However, rumor has it that House Republicans are being told that the extension’s spending levels don’t change the appropriations levels the House is willing to approve, and that’s $27.7 billion for the year for highways and $5.2 billion for transit. So if the extension authorizes $19.8 billion for highways for the first six months and $4.2 billion for transit, that’s fine: It just means that for the whole second half of the year, highways would only get $7.9 billion and transit would only get $800 million. Those are deadly cuts, but it appears that transportation leaders are putting off that fight till later in order to pass an extension now.

Meanwhile, if the extension bill doesn’t pass the House by unanimous consent, the House will need to follow normal rules of order to pass it by majority vote. That means it’ll need to wait a full 72 hours between the posting of the bill and the vote, and that would mean a Wednesday vote. It could also open the door to a messy amendment process.

Speaking of amendments: In the Senate, Oklahoma Republican Tom Coburn is planning to file an amendment to cut Transportation Enhancements from the six-month extension. It’s good news that he’s doing it as an amendment and not a hold on the bill, since a hold is a unilateral move to force the Senate to utilize a much more time-consuming process to vote on the bill. His amendment will likely fail, since many senators who would normally vote with him to cut bike/ped funding are committed to passing a clean extension, with no amendments.

If Coburn's amendment does fail, he can lose graciously -- or he can try to filibuster. It’s unclear whether he plans to do that. While the House is hoping to have 100 percent support for the bill, insiders fear that in the Senate, the bill could fall short of the 60 percent majority it needs to overcome a filibuster.

The Senate hasn’t yet introduced a (six-month) surface transportation and (four-month) FAA extension bill to replace the four-month surface transportation extension passed by the EPW Committee last Thursday. It won’t go through the same process – the extension will be filed as an amendment attached to an enormously popular bill that House Majority Leader Harry Reid has reportedly been holding on to for just this purpose – as a vehicle to get more controversial measures passed by adding them as amendments. The bill itself deals with sanctions against Burma, a cause dear to Republican Leader Mitch McConnell’s heart.

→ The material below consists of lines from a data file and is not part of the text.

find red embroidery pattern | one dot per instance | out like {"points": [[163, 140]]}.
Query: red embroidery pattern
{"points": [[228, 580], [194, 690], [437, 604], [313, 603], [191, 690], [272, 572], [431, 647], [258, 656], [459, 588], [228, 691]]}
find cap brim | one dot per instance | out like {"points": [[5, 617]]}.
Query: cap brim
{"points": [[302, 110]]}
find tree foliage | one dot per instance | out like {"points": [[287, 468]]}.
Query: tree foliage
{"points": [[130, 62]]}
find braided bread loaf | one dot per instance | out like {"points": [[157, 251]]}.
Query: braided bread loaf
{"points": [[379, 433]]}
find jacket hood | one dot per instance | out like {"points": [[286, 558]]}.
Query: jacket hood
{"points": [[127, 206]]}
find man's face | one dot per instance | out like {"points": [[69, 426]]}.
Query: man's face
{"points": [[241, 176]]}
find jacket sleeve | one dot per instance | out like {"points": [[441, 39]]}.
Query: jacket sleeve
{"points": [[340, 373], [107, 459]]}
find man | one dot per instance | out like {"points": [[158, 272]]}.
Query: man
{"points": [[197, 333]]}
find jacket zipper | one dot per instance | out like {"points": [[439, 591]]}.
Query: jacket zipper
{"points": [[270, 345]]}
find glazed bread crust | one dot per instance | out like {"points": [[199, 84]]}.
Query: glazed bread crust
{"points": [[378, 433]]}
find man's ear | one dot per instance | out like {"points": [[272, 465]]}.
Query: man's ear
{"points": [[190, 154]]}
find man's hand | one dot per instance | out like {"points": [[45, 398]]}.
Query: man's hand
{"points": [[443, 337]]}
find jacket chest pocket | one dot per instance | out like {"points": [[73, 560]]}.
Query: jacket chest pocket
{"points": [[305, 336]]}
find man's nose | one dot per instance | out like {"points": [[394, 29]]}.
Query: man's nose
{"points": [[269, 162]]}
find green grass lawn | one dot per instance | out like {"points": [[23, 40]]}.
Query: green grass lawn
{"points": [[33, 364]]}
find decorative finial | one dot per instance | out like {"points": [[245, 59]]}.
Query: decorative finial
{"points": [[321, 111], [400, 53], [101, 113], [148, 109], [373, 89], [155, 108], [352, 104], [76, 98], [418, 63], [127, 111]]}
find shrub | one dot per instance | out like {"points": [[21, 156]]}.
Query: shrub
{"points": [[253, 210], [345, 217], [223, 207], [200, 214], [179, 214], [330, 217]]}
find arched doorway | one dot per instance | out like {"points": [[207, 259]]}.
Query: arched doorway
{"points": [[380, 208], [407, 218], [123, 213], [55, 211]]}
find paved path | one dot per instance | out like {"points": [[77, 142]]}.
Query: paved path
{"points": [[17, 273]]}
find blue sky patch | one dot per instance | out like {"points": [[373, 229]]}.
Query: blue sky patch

So, the transportation extension will be an amendment attached to the Burma bill, and Coburn’s TE cut will be an amendment to the transportation amendment. Clear enough?

Meanwhile, according to our sources, Sens. Boxer and Inhofe of EPW agree that any amendment – even to the six-month extension – would be a violation of their delicate bipartisan deal on the two-year reauthorization. They require a clean extension.